ここは幼い日のトウカが施した封印によって、シンヤの「記憶」と「武器師としての才能」を封じ込んだイメージの成れの果てだ。
だが封印も解かれた今────亀裂の走った天井からは、どんよりとした曇天の空が覗いていた。
「ここでも、雨が降ってるのね」
吹き込んできた冷たい雫が黒髪を濡らし、彼女を芯を凍てつかせる。
「……やぁ、トウカさん」
壊された鉄格子のむこうで黒い鎧が力なく笑いかけてくる。兜の半分に亀裂を走らせる全身は今にも崩れてしまいそうだった。
「また……助けられたみたいですね」
「そうみたいね……シンヤ」
トウカは鎧の元へと歩み寄る。そして、胸元を掴みあげ、あっけに取られる顔面に狙いを定めた。
「歯ァ、食いしばりなさい」
「えっ」
きつく拳を結んだ。ビンタなんて生やさしい制裁で許すほど、今のトウカは自分の感情が抑えられない。

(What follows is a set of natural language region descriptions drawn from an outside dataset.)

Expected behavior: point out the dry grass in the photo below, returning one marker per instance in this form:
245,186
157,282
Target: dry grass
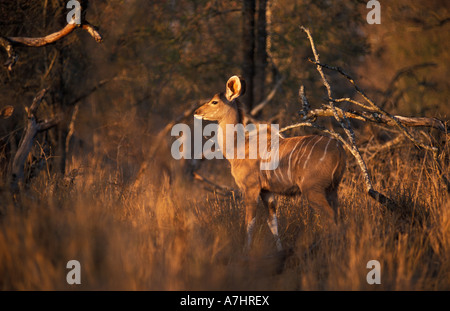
175,236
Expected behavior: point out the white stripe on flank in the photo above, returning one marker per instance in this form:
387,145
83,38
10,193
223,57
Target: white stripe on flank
289,162
312,148
325,152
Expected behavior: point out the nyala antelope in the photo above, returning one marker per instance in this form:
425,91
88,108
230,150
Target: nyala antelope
311,165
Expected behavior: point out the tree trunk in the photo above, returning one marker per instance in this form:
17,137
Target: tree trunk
248,48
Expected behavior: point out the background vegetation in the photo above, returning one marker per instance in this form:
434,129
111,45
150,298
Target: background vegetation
136,221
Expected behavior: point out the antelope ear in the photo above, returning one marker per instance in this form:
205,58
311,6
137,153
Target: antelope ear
6,112
235,87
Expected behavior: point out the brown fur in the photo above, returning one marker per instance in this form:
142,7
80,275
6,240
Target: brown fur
311,165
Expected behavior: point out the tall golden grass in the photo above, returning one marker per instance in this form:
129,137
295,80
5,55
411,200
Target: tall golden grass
171,234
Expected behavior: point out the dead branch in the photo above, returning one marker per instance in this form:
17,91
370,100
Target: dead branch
6,112
9,43
34,126
269,97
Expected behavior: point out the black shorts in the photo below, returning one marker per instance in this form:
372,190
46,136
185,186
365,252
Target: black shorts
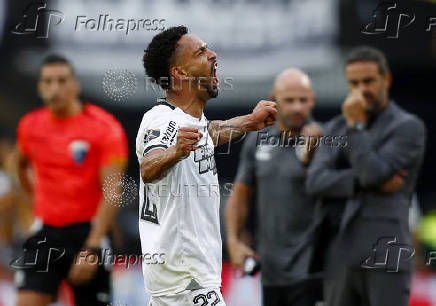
47,258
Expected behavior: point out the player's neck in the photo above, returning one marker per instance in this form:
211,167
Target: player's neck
187,102
72,108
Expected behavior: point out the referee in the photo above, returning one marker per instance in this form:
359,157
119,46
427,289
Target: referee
72,149
271,166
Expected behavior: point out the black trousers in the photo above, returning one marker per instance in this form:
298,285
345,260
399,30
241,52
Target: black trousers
361,287
305,293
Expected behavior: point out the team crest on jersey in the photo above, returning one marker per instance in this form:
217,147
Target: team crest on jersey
79,149
204,157
263,153
150,135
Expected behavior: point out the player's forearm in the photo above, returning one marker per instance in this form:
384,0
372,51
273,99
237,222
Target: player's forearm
157,162
106,211
224,131
237,211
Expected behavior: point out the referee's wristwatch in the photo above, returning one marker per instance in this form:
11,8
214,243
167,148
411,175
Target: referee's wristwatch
357,126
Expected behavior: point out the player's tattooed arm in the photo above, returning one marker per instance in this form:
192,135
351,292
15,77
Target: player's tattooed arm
157,162
81,271
263,115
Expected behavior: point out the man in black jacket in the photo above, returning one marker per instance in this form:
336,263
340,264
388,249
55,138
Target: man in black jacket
365,189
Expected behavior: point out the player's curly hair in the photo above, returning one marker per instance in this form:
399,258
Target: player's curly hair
159,54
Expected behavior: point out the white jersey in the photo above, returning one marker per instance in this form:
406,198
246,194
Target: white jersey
179,213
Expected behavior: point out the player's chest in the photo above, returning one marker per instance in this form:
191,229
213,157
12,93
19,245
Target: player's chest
277,162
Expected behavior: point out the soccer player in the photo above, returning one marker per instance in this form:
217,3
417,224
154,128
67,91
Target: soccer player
72,148
366,189
179,191
272,165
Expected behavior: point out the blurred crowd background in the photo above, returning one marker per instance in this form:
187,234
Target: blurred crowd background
254,40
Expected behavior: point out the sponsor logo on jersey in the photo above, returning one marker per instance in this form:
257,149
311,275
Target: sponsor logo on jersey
79,149
171,129
150,135
205,159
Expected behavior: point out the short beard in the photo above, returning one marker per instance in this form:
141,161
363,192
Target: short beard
213,93
287,123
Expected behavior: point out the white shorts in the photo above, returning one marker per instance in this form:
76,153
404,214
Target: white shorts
199,297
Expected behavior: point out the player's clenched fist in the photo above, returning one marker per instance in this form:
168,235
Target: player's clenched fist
187,141
263,115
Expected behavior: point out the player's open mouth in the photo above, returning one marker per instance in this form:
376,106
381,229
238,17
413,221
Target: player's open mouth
215,81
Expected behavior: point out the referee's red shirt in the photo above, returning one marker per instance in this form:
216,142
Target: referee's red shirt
66,155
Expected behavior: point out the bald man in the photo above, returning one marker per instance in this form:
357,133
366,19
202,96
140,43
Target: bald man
273,163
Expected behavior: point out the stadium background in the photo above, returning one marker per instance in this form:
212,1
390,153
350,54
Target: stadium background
254,40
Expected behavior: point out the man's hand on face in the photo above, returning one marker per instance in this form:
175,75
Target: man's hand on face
353,108
263,115
395,183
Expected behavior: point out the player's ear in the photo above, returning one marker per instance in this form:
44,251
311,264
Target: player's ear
388,80
78,87
312,100
178,72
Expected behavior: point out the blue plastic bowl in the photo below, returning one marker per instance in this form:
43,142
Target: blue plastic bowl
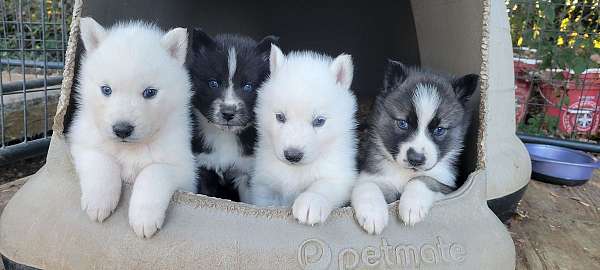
559,165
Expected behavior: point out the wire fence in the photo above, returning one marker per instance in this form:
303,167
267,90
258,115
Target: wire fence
557,67
33,40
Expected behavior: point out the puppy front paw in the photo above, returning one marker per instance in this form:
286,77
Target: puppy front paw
311,208
145,219
413,210
372,216
99,204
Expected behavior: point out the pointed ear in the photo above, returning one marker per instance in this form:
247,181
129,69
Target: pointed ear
175,42
199,39
276,58
465,86
343,69
264,45
92,33
395,73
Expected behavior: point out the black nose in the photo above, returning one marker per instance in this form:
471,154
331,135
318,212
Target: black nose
228,112
415,159
123,129
228,116
293,155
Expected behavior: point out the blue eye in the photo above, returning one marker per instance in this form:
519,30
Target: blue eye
402,124
149,92
213,84
319,121
106,90
280,117
439,131
248,87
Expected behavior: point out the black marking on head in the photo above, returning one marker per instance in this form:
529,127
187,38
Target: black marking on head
395,73
465,86
396,102
208,60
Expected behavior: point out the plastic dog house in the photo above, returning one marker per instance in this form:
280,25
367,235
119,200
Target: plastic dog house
43,226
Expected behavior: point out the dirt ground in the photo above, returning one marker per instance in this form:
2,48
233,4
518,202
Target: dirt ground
21,169
556,227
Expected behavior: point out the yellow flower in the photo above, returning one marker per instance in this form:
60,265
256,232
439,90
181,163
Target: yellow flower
563,24
520,41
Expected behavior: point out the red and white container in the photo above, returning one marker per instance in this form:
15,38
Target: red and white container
582,113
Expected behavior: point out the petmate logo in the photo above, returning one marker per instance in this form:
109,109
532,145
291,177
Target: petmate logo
314,254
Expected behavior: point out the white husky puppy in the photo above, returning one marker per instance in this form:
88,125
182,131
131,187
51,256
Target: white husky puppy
305,156
132,123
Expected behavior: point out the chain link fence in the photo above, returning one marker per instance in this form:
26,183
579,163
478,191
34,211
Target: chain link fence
33,40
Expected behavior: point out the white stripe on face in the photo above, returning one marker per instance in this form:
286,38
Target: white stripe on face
426,101
230,97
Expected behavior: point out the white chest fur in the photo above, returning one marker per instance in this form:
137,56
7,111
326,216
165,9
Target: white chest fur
226,150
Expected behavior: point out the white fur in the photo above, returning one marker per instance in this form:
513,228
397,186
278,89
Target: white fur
157,158
426,100
226,151
304,85
369,196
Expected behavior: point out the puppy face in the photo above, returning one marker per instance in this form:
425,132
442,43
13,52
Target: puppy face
132,78
421,117
306,107
225,72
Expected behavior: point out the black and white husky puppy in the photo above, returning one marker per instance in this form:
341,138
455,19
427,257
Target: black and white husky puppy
416,134
225,72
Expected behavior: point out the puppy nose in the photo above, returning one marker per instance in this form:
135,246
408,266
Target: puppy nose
415,159
293,155
228,112
123,129
228,116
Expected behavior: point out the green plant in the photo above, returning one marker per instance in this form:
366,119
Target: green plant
564,32
540,124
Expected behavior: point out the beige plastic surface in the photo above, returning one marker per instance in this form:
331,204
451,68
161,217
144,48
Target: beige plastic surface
51,232
43,226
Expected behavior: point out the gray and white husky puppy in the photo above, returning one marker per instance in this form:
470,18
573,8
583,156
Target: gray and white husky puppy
415,137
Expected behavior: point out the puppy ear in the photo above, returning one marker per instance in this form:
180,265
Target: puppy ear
265,44
92,33
465,86
395,73
343,69
199,39
276,58
175,42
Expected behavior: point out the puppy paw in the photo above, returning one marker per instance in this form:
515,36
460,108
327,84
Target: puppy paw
311,208
145,219
99,204
373,217
412,210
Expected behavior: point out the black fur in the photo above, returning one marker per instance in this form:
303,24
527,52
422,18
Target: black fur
207,59
395,103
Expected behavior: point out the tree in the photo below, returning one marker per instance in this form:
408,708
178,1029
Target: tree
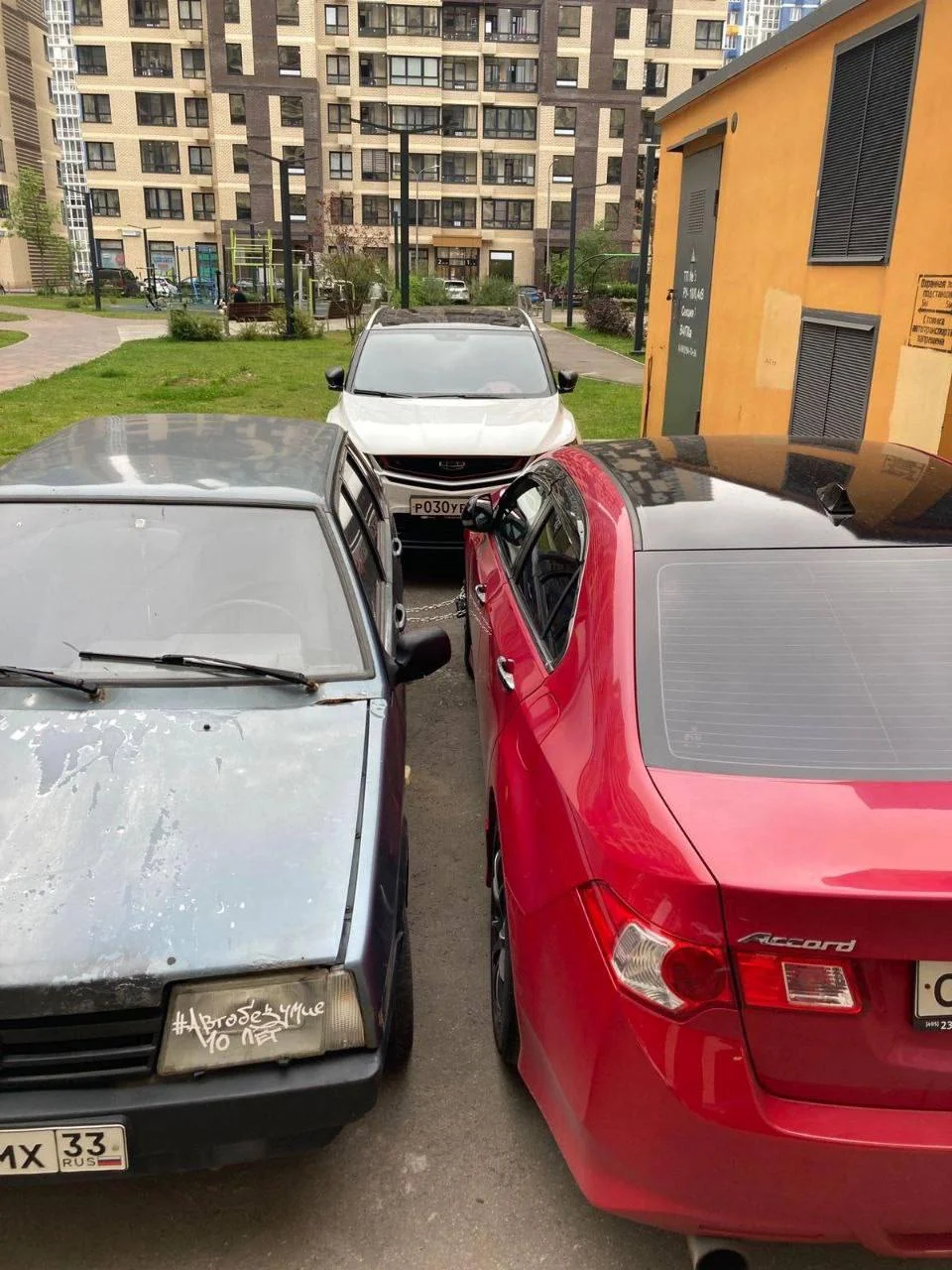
36,220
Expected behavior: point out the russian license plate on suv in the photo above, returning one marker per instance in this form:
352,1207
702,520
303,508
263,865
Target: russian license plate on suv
933,996
81,1148
434,506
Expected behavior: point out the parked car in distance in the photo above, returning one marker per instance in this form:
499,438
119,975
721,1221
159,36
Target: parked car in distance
449,404
715,703
202,757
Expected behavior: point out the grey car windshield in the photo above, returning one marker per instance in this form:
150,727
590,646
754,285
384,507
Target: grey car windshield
821,665
451,363
250,583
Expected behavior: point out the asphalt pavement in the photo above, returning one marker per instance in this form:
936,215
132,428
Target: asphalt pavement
453,1170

ありったけの力と体重を乗せた拳をぶつけて鎧を砕いてやった。
「なっ……がぁっ⁉」
「ふんっ!」
尻餅をつく鎧を無理やり立たせて、今度は腰を蹴る。
苛立ちに任せて、馬鹿の一つ覚えのように、その重っ苦しい鎧を壊していく。
「ッッ……ト、トウカさん⁉」
「トウカでいい! この馬鹿っ!」
トウカは今、自らの苛立ちの正体を自覚している。
沸き上がり、行き場のない怒りをこうやってシンヤにぶつける自分はズルいとということも解っていた。
だが、それが否とも思えない。
「ねぇ、シンヤ……私はね、貴方に傷ついて欲しくなかったの。私のために死んで欲しくなかったし、私の隣から消えないで欲しかった。だから、私は貴方の力を封印した。私のワガママとエゴを押し付けたの」
それをトウカは今まで仕方ないことだと言い聞かせてきた。
シンヤが小鳥ならば、籠の中に閉すことが最適解なのだと自分を正当化し続けてきた。
だが気付いたのだ。
「シンヤはさっき言ったよね? 俺一人で十分だって。それは間違ってないと思う。私があの場にいても、役になんて立てないと思う。けどね……」
あの瞬間、トウカは理解した。
「けどね! 私悔しかったッ! イラっとも来たし、どうしようもなく激情が溢れて止まらないのッ!」
だから殴った。
だから蹴った。
彼女はもう一度、鎧を掴み上げ、顔同士の距離を詰める。
「約束したよね! 私がシンヤを守るから、シンヤは私を守るって!」
「……」
鎧はすこしずつ剥がれ落ちてゆく。そして、その中にいたのは、いつものシンヤだった。トウカを守ると誓い、守られると誓ったあのシンヤだ。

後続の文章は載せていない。